Ini belum ditambah fakta bahwa benua Asia didominasi tak kurang dari 10 negara kuat. Mulai dari kuartet langganan Piala Dunia seperti Jepang, Korea Selatan, Iran, dan Arab Saudi. Hingga China dan jawara-jawara tiap kawasan semisal Uzbekistan, Irak, Oman, Yordania, India, bahkan musuh abadi kita di AFF: Thailand.
Di sinilah dasar argumentasi pindah konfederasi tadi diletakkan. Jangan kata di level Asia, Indonesia itu bersaing di AFF saja sudah keteteran. Semakin ke sini semakin kedodoran menghadapi tetangga satu kawasan.
Dulu lawan kuat Indonesia boleh dibilang hanya Thailand. Namun kini sudah bertambah pula dengan Vietnam yang begitu sulit dikalahkan. Belum lagi Malaysia dan Singapura yang mempunyai kekuatan beda-beda tipis dengan Tim Garuda.
Di OFC, persentase peluang lolos ke Piala Dunia memang hanya 4,5% (hasil perhitungan 0,5 dibagi 11). Namun, sekali lagi, saingan terkuat Indonesia agaknya cuma Selandia Baru. Rasa-rasanya timnas kita tak akan menemui kesulitan berarti andai bertemu Tahiti, Fiji, Samoa Amerika, Tonga, Vanuatu, Kaledonia Baru, atau Papua Nugini.
Andai kemudian melaju ke pertandingan play-off antarkonfederasi, lawan yang akan dihadapi juga bukanlah kekuatan terbaik di konfederasi masing-masing. Lagi-lagi, peluang Indonesia terbuka lebar di sini.
Masih Relevankah?
Seiring berjalannya waktu, ternyata FIFA menambah jumlah kontestan putaran final Piala Dunia. Sudah menjadi kesepakatan Komite Eksekutif FIFA pada 10 Januari 2017, mulai gelaran Piala Dunia 2026 peserta akan bertambah menjadi 48 negara.

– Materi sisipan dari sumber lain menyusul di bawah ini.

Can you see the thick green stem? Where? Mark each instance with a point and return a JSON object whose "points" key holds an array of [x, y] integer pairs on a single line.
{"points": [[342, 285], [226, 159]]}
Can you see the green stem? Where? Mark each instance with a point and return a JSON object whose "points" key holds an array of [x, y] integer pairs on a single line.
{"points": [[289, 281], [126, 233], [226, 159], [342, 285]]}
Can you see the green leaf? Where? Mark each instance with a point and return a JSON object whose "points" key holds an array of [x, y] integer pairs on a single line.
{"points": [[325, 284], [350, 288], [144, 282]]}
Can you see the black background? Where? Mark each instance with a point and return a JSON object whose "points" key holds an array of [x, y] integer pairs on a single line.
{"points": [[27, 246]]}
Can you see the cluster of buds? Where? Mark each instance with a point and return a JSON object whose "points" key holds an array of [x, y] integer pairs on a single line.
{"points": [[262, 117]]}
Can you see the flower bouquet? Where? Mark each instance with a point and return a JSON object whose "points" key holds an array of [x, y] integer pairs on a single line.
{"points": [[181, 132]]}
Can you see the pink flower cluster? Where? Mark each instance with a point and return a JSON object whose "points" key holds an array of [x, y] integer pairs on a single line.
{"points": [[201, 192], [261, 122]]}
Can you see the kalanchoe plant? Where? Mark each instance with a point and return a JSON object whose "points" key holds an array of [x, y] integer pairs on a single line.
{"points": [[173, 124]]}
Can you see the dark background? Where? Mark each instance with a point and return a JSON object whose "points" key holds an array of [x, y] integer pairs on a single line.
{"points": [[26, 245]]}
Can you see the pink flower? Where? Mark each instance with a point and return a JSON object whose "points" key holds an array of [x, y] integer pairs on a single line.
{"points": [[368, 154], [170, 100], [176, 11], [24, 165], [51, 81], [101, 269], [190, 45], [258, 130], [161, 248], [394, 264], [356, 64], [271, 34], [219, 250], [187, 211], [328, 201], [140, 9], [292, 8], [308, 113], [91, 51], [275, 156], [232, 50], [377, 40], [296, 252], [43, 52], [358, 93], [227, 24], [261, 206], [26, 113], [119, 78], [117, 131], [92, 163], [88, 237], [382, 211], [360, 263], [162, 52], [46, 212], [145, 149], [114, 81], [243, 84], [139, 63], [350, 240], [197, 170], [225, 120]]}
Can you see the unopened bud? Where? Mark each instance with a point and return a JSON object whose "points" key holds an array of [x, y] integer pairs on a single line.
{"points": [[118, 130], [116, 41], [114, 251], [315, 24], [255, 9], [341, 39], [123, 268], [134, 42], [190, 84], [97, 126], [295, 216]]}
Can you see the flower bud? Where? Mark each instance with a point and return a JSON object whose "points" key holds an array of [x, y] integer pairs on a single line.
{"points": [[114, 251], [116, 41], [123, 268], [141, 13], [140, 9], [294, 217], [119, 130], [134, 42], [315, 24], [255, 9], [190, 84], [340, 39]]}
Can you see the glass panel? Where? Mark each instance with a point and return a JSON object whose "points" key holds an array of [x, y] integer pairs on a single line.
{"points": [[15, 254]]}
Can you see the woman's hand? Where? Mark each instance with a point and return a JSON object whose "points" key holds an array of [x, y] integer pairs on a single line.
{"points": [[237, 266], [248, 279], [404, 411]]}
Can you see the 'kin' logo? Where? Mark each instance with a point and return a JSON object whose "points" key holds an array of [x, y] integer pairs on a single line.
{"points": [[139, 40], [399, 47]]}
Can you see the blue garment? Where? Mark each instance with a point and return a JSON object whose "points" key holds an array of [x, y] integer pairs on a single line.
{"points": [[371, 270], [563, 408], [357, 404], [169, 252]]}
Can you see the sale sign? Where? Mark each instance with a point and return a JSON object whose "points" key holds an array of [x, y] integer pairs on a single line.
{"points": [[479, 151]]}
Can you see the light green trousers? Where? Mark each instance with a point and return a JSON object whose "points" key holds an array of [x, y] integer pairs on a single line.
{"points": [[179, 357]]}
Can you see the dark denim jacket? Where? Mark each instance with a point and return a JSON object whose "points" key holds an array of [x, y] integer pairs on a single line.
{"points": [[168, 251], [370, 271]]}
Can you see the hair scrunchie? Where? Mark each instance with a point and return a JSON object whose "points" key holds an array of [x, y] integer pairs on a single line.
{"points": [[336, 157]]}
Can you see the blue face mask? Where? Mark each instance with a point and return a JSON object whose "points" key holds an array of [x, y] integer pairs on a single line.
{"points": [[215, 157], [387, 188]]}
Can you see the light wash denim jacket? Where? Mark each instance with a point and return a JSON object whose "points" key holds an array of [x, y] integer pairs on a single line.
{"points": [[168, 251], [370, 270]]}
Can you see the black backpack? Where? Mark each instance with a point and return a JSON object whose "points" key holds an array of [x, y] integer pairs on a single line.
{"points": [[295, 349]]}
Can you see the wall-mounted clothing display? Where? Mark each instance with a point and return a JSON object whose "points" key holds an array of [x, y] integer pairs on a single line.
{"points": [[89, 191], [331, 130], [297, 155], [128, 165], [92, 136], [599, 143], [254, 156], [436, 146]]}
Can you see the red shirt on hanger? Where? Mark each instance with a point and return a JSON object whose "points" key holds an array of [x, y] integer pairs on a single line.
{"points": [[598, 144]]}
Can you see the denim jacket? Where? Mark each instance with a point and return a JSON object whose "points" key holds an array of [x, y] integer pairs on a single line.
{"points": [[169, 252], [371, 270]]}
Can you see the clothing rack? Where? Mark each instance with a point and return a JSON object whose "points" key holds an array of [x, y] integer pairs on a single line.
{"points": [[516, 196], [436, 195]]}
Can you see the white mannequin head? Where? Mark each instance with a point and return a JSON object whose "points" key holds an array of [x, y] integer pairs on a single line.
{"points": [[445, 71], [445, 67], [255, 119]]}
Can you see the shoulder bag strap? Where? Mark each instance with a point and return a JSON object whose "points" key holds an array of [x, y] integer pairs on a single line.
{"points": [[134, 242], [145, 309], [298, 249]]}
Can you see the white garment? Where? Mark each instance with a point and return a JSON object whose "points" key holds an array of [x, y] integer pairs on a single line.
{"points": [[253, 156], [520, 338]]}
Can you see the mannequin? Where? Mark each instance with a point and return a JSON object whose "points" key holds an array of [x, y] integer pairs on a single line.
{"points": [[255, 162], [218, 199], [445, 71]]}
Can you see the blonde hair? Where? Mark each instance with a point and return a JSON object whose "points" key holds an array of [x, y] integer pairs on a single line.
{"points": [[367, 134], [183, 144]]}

Bertambahnya jumlah kontestan putaran final Piala Dunia tentu berimbas pada bertambahnya jatah untuk masing-masing konfederasi. Per 2026, AFC mendapat kuota 8,33. Sepertiganya lagi didapat dari play-off melawan perwakilan CAF, Conmebol, Concacaf, dan OFC.

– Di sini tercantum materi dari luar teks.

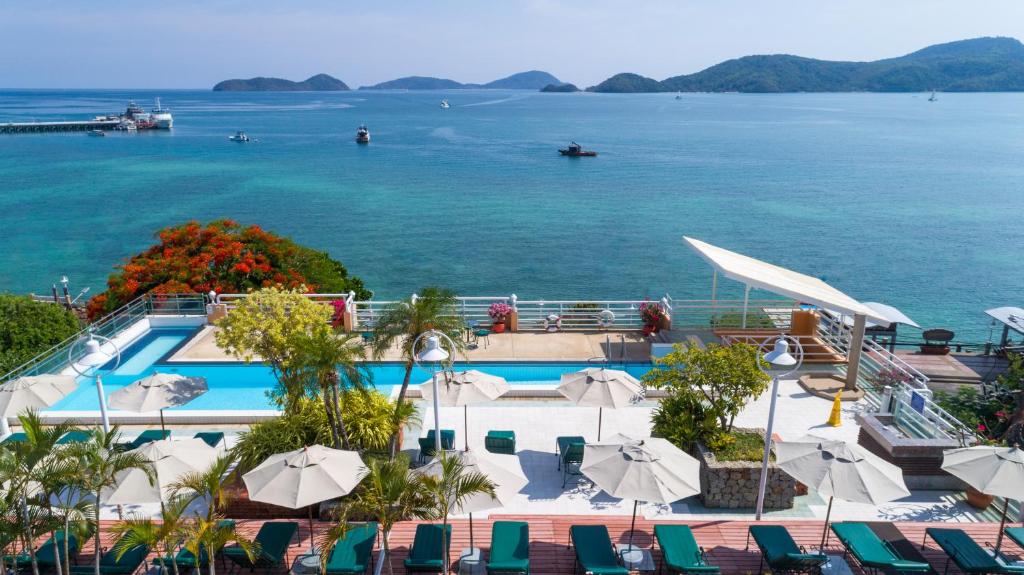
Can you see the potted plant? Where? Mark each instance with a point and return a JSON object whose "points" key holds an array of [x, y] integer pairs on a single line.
{"points": [[499, 311]]}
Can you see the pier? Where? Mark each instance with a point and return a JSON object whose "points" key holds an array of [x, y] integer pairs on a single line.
{"points": [[76, 126]]}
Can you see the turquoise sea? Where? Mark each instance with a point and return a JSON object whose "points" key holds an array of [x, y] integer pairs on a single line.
{"points": [[888, 196]]}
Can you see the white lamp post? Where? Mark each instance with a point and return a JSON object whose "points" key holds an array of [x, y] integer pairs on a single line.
{"points": [[95, 357], [433, 354], [781, 363]]}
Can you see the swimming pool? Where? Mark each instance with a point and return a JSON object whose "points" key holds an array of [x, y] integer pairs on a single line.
{"points": [[244, 387]]}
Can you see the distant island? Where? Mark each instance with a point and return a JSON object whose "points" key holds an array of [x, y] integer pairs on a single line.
{"points": [[532, 80], [560, 88], [981, 64], [318, 83]]}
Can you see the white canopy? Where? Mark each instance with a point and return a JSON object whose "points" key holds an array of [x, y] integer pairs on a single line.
{"points": [[780, 280]]}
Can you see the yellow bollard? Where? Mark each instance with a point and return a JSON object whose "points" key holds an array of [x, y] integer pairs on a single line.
{"points": [[835, 418]]}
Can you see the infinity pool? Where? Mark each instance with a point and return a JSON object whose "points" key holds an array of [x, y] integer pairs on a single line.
{"points": [[244, 387]]}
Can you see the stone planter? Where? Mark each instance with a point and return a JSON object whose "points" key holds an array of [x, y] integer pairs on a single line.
{"points": [[733, 485]]}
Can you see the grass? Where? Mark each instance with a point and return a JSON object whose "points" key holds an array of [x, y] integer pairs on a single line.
{"points": [[740, 446]]}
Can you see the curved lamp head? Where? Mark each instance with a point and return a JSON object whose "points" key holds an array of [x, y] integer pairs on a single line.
{"points": [[779, 357]]}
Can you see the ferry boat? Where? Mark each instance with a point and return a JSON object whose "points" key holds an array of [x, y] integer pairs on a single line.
{"points": [[577, 150]]}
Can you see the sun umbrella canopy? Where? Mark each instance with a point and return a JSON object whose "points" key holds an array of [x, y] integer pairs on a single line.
{"points": [[504, 471], [157, 392], [837, 469], [170, 460], [644, 470], [597, 387], [304, 477], [465, 388], [993, 471], [33, 392]]}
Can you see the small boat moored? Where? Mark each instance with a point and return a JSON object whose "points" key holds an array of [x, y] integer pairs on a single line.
{"points": [[577, 150]]}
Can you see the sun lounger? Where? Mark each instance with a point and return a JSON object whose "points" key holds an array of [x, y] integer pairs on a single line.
{"points": [[594, 554], [781, 553], [425, 555], [273, 538], [871, 553], [500, 442], [680, 551], [967, 554], [110, 564], [353, 554], [509, 547], [569, 454]]}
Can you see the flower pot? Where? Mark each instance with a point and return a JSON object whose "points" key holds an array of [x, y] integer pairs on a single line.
{"points": [[978, 499]]}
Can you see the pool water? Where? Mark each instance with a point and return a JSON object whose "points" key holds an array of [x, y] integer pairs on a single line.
{"points": [[245, 387]]}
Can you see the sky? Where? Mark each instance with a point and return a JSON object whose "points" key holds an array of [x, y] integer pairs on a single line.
{"points": [[196, 43]]}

Perubahan ini membuat usulan pindah konfederasi jadi tidak relevan lagi, setidaknya bagi saya. Pasalnya, tambahan kuota berarti peluang negara-negara kelas menengah seperti Indonesia jadi bertambah besar pula.
Kalau kurang jelas biar saya ulangi, tebalkan dan garis bawahi. Kuota AFC untuk Piala Dunia bertambah menjadi dua kali lipat. Masakan Indonesia tidak juga bisa mendapatkan salah satunya?
Kalau mau jujur, penyebab utama prestasi Indonesia begini-begini saja selama puluhan tahun sebetulnya terletak di internal kita sendiri. Coach Timo yang pernah menjabat sebagai Direktur Pembinaan Usia Muda PSSI tentu tahu betul permasalahan ini.
Persoalan sepak bola Indonesia adalah tidak adanya rumusan serta langkah kongkrit dalam hal pembinaan. PSSI lebih sering dijadikan tunggangan kepentingan lain di luar sepak bola, sehingga target-target yang disasar selalu bersifat jangka pendek.